Lloyd’s stylised production underlines both debate and sensation by laying Prebble’s arguments bare, increasing intensity by a focused simplicity. The actors are for the most part still, pinioned in boxes of bright light by Jon Clark, talking against a pulsing soundtrack by Michael ‘Mikey J’ Asante. But when they move, it is always significant: when Connie and Tristan escape their rooms to explore their relationship in the setting of a former asylum, they are surrounded by billowing smoke; when they come together in an act of forbidden passion and discovery, movement directors Sarah Golding and Yukiko Masui choreograph a series of poses that switch in swift blackouts; when the experiment begins to go wrong, the doctors begin to pace and circle one another, having unleashed forces beyond their control.

Such an approach requires acting of the highest calibre and it gets it from four superb exponents.
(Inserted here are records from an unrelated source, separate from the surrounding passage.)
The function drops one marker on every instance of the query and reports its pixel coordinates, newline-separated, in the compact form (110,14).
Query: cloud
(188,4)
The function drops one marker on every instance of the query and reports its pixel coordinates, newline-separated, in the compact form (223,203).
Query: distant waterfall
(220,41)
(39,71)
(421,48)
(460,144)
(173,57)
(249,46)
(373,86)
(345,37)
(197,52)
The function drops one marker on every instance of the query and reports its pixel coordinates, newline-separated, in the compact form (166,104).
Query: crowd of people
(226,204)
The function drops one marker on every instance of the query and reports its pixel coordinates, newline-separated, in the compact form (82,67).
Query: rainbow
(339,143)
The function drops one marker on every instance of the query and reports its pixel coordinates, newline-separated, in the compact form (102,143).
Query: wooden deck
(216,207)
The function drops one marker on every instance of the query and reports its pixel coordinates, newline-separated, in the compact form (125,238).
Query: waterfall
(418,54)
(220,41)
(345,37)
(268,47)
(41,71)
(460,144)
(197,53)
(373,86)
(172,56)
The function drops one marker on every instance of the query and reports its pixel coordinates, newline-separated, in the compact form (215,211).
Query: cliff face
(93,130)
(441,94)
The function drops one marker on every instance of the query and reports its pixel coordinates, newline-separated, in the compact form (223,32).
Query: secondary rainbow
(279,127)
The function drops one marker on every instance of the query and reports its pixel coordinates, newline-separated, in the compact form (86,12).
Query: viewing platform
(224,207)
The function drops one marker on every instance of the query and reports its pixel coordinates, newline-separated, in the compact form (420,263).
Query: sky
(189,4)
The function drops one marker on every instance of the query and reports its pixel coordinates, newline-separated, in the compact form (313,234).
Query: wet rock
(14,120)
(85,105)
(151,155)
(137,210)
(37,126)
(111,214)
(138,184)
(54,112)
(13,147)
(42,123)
Essiedu’s progress from bantering joy to broken confusion is beautifully charted, his body as expressive as his face and voice, all light dancing feet at first, through paranoid twitching, to sadly sluggish decline. Russell, star of Bones and All, makes an impressive stage debut, growing in assurance as she charts Connie’s different journey from doubt and sadness to a kind of shining belief in love.

Holdbrook-Smith is a marvellously slimy Toby, his voice as thick and irresistible as treacle, his value system distorted by the effects of a background that he only acknowledges as a sophisticated joke. And as Lorna, Austin is simply magnificent. She is the kind of actress who seems to go beyond performance into a sense of simply being; here she is funny, biting, self-aware and tragic by turns. Utterly compelling. Like the play itself.